L’avenir est à l’IA … et aux mécaniciens !

par Pierre-Yves LARRIEU

Les belles performances boursières des constructeurs de moteurs Diesel

Récemment j’ai consulté un site boursier pour visualiser l’évolution récente du Dow-Jones. Mon oeil a alors capté une information sur la page : une très bonne performance de Wärtsilä. Je me dis « Tant mieux, c’est une belle entreprise maritime ». Puis sur la même page, je constate .une très bonne performance de Caterpillar. Et là, ça commence à m’étonner.

Caterpillar est un constructeur de moteurs Diesel (pas seulement) très traditionnels, et est relativement peu engagé dans les technologies de décarbonation. Qu’il fasse une performance honorable dans un marché orienté à la hausse, ok. Mais là c’est plus que cela. Les cours de bourses reflètent la confiance qu’ont les investisseurs dans l’avenir. Et avec la décarbonation à venir des industries, on pourrait s’attendre à ce que l’action Caterpillar ait une évolution plutôt modérée.

Intrigué, j’ai donc recherché la performance boursière des principaux fabricants de machines thermiques sur les douze derniers mois. Et le résultat est impressionnant :

Il a semblé intéressant de comparer avec les acteurs de la filière hydrogène, même s’il s’agit de capitalisations bien plus petites et bien plus volatiles.

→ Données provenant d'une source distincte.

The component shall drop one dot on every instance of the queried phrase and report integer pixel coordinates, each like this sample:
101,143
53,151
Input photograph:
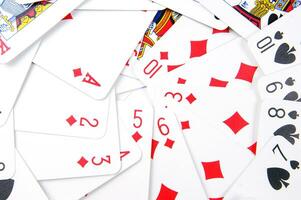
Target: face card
278,46
77,67
140,122
15,73
173,173
23,24
248,16
274,174
60,111
283,85
193,10
213,153
7,152
278,118
196,40
222,91
22,185
72,157
161,24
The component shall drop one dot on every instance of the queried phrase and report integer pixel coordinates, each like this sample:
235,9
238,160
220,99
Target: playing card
55,157
22,185
14,73
274,174
278,46
248,16
278,118
108,50
129,133
60,111
119,5
173,174
23,24
7,152
163,21
75,188
140,122
213,153
126,84
283,85
222,90
192,9
195,40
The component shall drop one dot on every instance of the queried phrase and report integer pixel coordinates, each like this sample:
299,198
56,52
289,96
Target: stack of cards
150,100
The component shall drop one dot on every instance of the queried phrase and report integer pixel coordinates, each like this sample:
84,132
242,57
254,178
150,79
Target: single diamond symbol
82,162
71,120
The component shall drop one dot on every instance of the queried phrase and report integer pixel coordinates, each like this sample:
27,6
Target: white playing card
90,64
126,84
75,188
278,46
248,16
127,104
162,22
283,85
7,152
54,157
22,25
278,118
140,122
22,185
173,174
119,5
59,109
220,89
195,40
213,153
13,73
274,174
193,10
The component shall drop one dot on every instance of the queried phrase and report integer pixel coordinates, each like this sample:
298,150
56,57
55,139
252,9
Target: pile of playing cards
150,100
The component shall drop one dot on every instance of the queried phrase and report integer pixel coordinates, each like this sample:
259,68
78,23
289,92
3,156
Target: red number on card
138,119
163,128
174,95
102,159
82,120
152,68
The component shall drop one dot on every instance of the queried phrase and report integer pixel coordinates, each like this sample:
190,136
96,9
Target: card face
248,16
76,188
75,113
132,107
278,46
278,118
22,184
213,153
23,24
222,91
196,40
72,157
283,85
7,152
15,73
173,173
274,174
77,67
119,5
136,113
194,10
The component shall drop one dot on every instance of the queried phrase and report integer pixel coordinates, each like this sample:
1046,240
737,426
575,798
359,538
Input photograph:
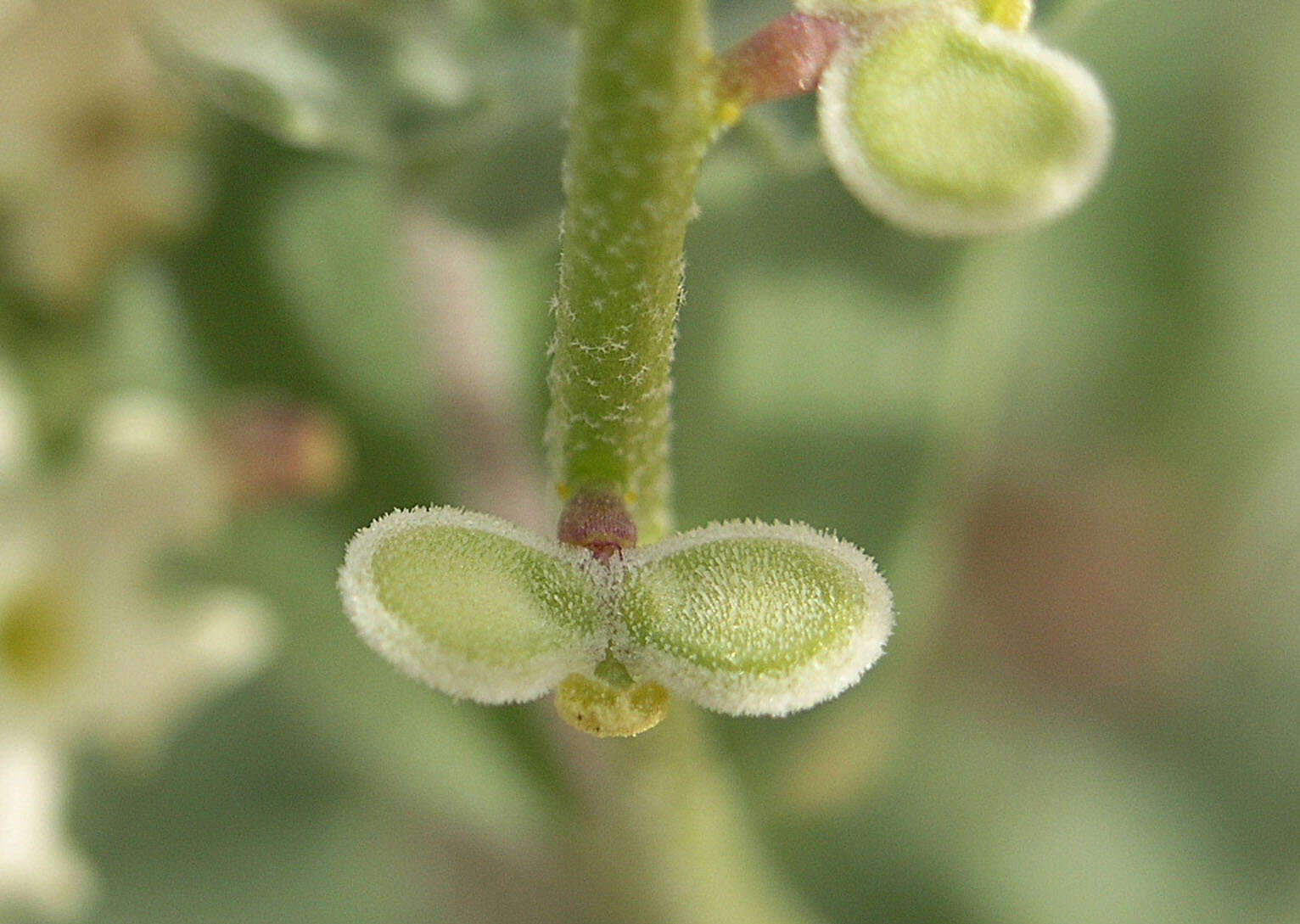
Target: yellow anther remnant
608,711
1013,14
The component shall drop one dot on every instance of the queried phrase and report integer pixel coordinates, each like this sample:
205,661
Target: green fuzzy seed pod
753,619
952,126
471,604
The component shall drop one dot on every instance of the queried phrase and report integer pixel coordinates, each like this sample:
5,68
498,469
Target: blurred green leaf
374,81
333,239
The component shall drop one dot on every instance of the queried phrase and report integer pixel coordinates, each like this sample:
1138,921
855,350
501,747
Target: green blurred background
1075,454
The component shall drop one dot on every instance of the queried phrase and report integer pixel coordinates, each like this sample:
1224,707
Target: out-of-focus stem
481,405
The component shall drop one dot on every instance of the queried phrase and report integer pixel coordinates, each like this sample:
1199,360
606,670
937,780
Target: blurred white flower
94,156
92,642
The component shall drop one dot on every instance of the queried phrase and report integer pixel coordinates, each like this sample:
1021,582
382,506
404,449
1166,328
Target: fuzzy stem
642,116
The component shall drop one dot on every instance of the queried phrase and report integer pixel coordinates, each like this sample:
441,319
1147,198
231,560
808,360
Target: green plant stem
642,120
676,845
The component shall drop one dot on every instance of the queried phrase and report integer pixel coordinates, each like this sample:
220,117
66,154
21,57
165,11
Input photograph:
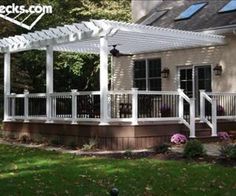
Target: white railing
211,118
190,102
123,106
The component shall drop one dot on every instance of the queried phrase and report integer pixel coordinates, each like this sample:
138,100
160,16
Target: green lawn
26,171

Et le contraste est saisissant :

S’il y a une performance exceptionnelle, et deux très bonnes, le reste est beaucoup moins florissant.

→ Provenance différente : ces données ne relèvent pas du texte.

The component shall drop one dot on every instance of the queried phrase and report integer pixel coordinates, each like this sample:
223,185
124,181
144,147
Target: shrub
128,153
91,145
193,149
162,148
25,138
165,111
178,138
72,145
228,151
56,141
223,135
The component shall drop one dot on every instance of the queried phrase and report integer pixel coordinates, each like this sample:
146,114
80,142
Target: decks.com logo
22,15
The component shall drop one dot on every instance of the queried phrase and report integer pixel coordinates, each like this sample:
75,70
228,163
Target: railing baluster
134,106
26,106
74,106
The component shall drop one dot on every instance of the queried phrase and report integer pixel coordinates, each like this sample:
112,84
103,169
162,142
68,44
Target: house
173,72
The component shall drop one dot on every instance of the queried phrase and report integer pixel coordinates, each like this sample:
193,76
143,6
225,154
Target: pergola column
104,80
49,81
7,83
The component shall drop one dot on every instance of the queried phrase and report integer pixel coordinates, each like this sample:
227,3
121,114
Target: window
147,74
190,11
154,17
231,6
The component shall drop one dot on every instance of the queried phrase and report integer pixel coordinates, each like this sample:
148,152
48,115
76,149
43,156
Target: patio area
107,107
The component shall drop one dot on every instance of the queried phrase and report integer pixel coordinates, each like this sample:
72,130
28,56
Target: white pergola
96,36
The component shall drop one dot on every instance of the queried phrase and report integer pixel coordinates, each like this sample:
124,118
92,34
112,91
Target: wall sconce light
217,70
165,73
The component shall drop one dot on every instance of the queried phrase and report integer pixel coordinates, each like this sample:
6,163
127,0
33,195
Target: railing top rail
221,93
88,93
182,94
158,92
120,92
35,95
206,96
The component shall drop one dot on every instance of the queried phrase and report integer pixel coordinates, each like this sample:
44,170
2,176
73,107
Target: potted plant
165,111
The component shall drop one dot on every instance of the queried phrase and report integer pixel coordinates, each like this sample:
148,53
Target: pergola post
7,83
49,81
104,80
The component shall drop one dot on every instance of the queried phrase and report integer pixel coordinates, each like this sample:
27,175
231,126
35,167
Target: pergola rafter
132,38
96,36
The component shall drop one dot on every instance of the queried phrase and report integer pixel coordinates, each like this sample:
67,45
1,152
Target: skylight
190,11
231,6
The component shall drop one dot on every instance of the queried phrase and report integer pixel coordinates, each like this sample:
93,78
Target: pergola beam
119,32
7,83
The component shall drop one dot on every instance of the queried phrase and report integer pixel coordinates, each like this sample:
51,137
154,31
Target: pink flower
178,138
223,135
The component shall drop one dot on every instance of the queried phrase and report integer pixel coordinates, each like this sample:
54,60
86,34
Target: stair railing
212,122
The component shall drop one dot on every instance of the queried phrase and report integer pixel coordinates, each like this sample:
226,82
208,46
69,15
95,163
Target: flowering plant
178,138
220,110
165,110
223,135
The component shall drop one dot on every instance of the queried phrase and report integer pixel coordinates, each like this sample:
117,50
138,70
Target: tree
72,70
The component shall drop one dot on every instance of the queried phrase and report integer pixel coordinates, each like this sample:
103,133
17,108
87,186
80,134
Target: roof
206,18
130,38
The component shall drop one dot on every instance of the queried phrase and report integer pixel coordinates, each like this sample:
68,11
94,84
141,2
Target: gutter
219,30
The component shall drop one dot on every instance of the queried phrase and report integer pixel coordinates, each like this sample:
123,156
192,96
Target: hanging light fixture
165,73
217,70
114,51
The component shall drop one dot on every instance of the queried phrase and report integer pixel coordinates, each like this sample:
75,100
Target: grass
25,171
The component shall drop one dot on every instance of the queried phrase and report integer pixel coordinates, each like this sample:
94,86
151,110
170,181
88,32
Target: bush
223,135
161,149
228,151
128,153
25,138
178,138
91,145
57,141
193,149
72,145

Tout cela reflète une anticipation par les investisseurs d’un changement structurel : le retour des moyens de production d’énergie carbonée dans le mix énergétique, en particulier à partir de moteurs Diesel et de Turbine à Gaz (TAG).

L’hypothèse centrale développée dans cet article est la suivante : l’IA générative, et plus précisément la phase d’inférence à grande échelle, transforme durablement le profil de demande électrique, au point de remettre en cause les trajectoires de décarbonation telles qu’elles sont aujourd’hui formulées.

Centres de données et IA : une rupture de nature, pas seulement d’échelle

La croissance des centres de données n’est pas un phénomène nouveau. Entre 2010 et 2020, elle a accompagné la diffusion du cloud, du streaming et des services numériques. Cette phase restait cependant compatible avec une optimisation continue de l’efficacité énergétique et une intégration progressive aux réseaux existants.

L’IA générative introduit une rupture qualitative. Les grands modèles de langage et les systèmes d’IA multimodale reposent sur deux phases distinctes : l’entraînement et l’inférence. Si l’entraînement est énergivore mais relativement ponctuel et planifiable, l’inférence constitue une charge continue. Chaque requête mobilise d’importantes capacités de calcul avec des contraintes incompatibles avec toute interruption significative. Du point de vue énergétique, l’inférence se caractérise par une demande de puissance quasi constante et impérative.

Cette configuration rapproche davantage les centres de données IA d’installations industrielles lourdes que de simples consommateurs tertiaires d’électricité. Avec une grosse différence néanmoins: il est possible de moduler une production d’acier ou une production de véhicules automobiles ; il n’est pas possible de moduler la demande de services des centres de données.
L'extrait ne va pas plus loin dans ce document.